TRAF6 negatively regulates the Jak1‐Erk pathway in interleukin‐2 signaling

Tumor necrosis factor receptor–associated factor 6 (TRAF6) plays a critical role in establishing both innate and acquired immune responses by mediating signals from the TNF superfamily, the TLR/IL‐1R family, and the T‐cell receptor. Here, we report a previously unidentified function of TRAF6 in IL‐2 signaling. CD3/CD28 stimulation‐induced proliferation and Il2 mRNA expression in Traf6 −/− CD4 + T cells were dramatically enhanced. This enhancement is likely due to hyperactive IL‐2 signaling, in which activation of the Jak1‐Erk pathway was enhanced and the subsequent Fos gene expression was up‐regulated.
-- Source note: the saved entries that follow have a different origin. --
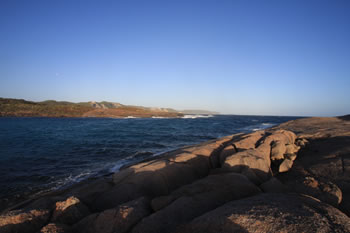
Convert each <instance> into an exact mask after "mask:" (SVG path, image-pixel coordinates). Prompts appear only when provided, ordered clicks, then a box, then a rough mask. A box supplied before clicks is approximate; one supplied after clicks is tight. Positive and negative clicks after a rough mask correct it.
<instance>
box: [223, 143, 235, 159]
mask: <svg viewBox="0 0 350 233" xmlns="http://www.w3.org/2000/svg"><path fill="white" fill-rule="evenodd" d="M236 152H237V151H236V148H235V147H234V145H233V144H232V145H228V146H226V147H225V148H224V149H223V150H222V151H221V153H220V164H223V163H224V162H225V159H226V158H227V157H228V156H231V155H233V154H234V153H236Z"/></svg>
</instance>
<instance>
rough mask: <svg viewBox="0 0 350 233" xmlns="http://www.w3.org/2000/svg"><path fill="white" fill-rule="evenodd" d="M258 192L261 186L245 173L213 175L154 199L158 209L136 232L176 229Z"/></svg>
mask: <svg viewBox="0 0 350 233" xmlns="http://www.w3.org/2000/svg"><path fill="white" fill-rule="evenodd" d="M258 193H260V189H259V188H258V187H257V186H255V185H254V184H253V183H251V182H250V181H249V180H248V179H247V178H246V177H245V176H243V175H240V174H234V173H229V174H219V175H210V176H208V177H206V178H203V179H200V180H198V181H196V182H194V183H192V184H189V185H186V186H183V187H181V188H179V189H177V190H175V191H174V192H172V193H171V194H170V195H169V196H167V197H159V198H156V199H155V200H154V201H153V202H156V203H158V206H157V208H156V209H158V211H157V212H155V213H154V214H152V215H150V216H149V217H146V218H144V219H143V220H142V221H141V222H140V223H139V224H137V225H136V226H135V227H134V228H133V230H132V232H133V233H138V232H140V233H141V232H142V233H148V232H149V233H158V232H159V233H166V232H172V231H173V230H174V229H175V228H177V227H179V226H181V225H182V224H185V223H186V222H188V221H190V220H192V219H194V218H195V217H198V216H200V215H202V214H204V213H206V212H208V211H210V210H212V209H215V208H216V207H219V206H220V205H223V204H224V203H226V202H228V201H232V200H236V199H240V198H243V197H247V196H252V195H255V194H258ZM157 199H161V200H160V201H157ZM164 200H167V201H164ZM159 203H162V205H163V206H161V205H159Z"/></svg>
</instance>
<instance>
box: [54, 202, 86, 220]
mask: <svg viewBox="0 0 350 233" xmlns="http://www.w3.org/2000/svg"><path fill="white" fill-rule="evenodd" d="M89 214H90V211H89V209H88V208H87V207H86V206H85V205H84V204H83V203H81V202H80V200H79V199H78V198H76V197H74V196H71V197H69V198H67V199H66V200H64V201H60V202H57V203H56V208H55V210H54V212H53V214H52V218H51V221H52V222H58V223H64V224H68V225H71V224H73V223H76V222H78V221H79V220H80V219H82V218H84V217H85V216H87V215H89Z"/></svg>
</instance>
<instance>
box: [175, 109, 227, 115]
mask: <svg viewBox="0 0 350 233" xmlns="http://www.w3.org/2000/svg"><path fill="white" fill-rule="evenodd" d="M180 112H181V113H183V114H189V115H190V114H197V115H217V114H220V113H219V112H213V111H207V110H182V111H180Z"/></svg>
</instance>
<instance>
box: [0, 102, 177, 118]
mask: <svg viewBox="0 0 350 233" xmlns="http://www.w3.org/2000/svg"><path fill="white" fill-rule="evenodd" d="M129 116H133V117H179V116H183V114H182V113H179V112H177V111H175V110H172V109H166V108H147V107H139V106H128V105H122V104H120V103H113V102H106V101H102V102H95V101H91V102H81V103H72V102H66V101H54V100H48V101H43V102H33V101H26V100H20V99H5V98H0V117H111V118H123V117H129Z"/></svg>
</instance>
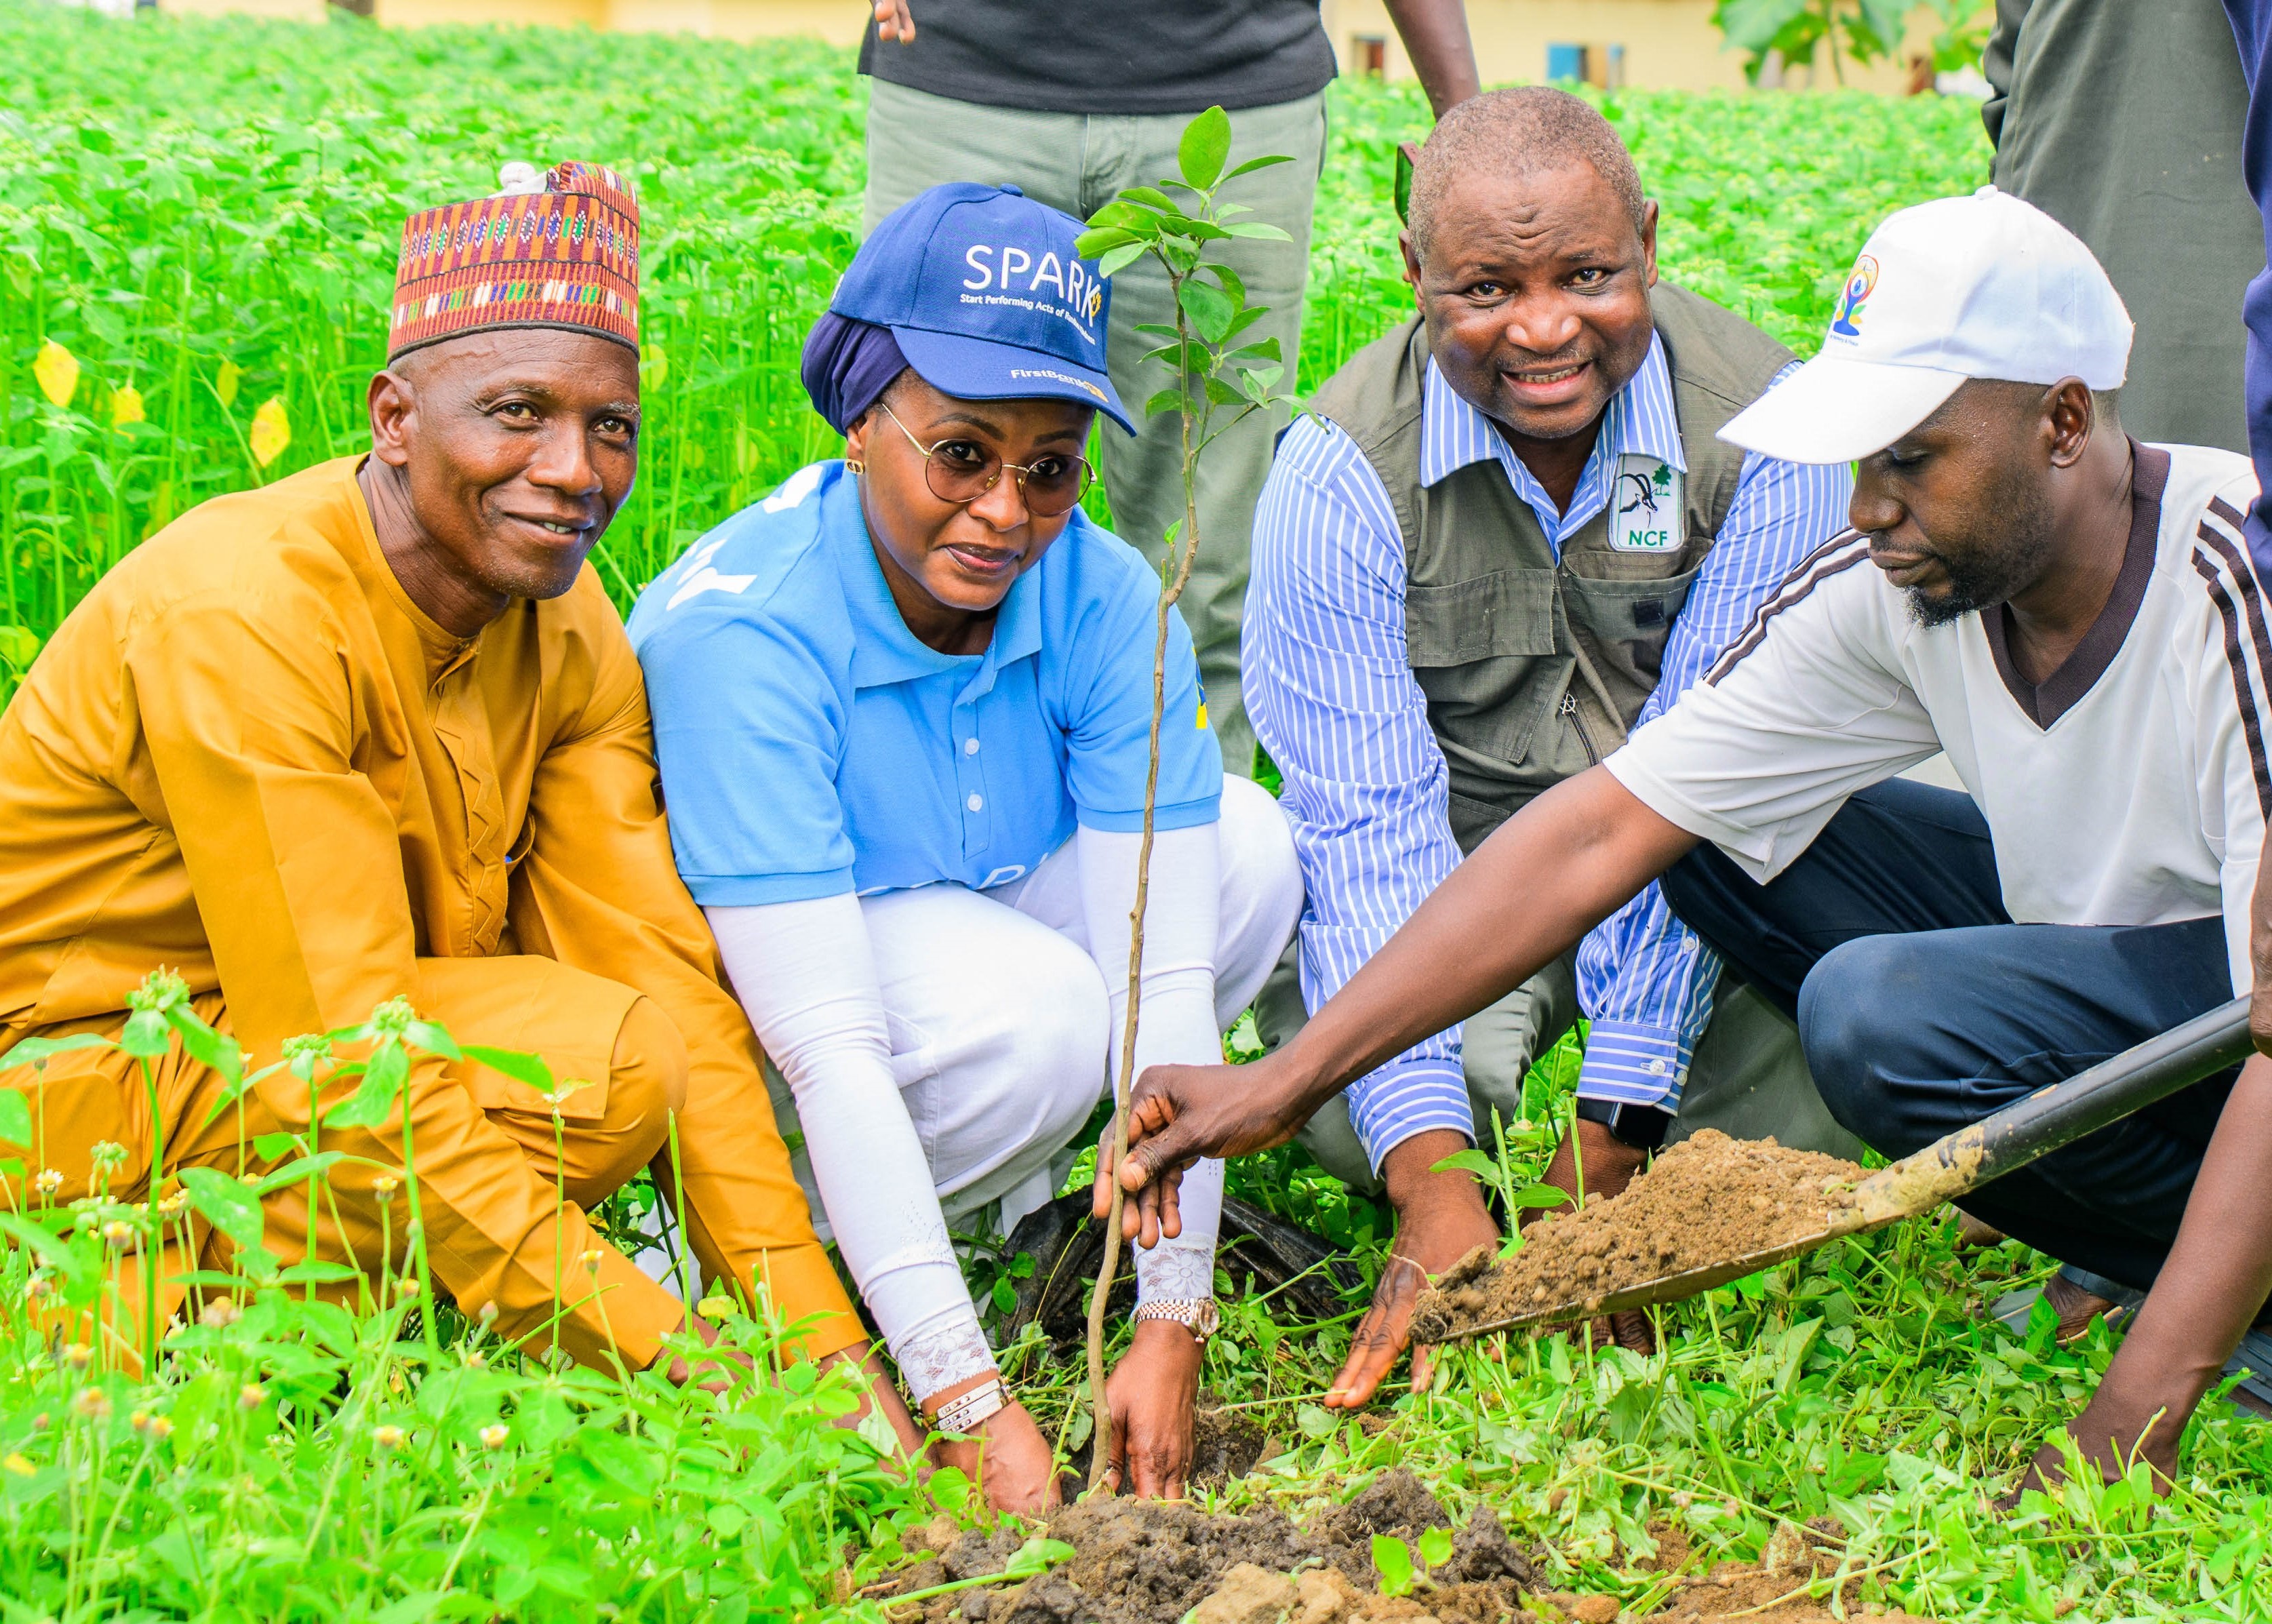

To elucidate the molecular mechanisms of the enhanced activation of Jak1, IL‐2 signaling was reconstituted in mouse embryonic fibroblast (MEF) cells to investigate the interaction between TRAF6 and the TRAF6‐binding site that overlaps with the Jak1‐binding site present in the IL‐2R β‐chain. The Jak1‐Erk pathway was activated upon IL‐2 stimulation in Traf6 −/− MEF cells, while a β‐chain mutation that inactivates TRAF6 binding but retains Jak1 binding abrogated the TRAF6‐dependent reduction in IL‐2 signaling. These results indicate that the binding of TRAF6 to the TRAF6‐binding site of the β‐chain negatively regulates IL‐2‐induced Jak1 activation, which is likely to be involved in the proper regulation of T‐cell activation and development.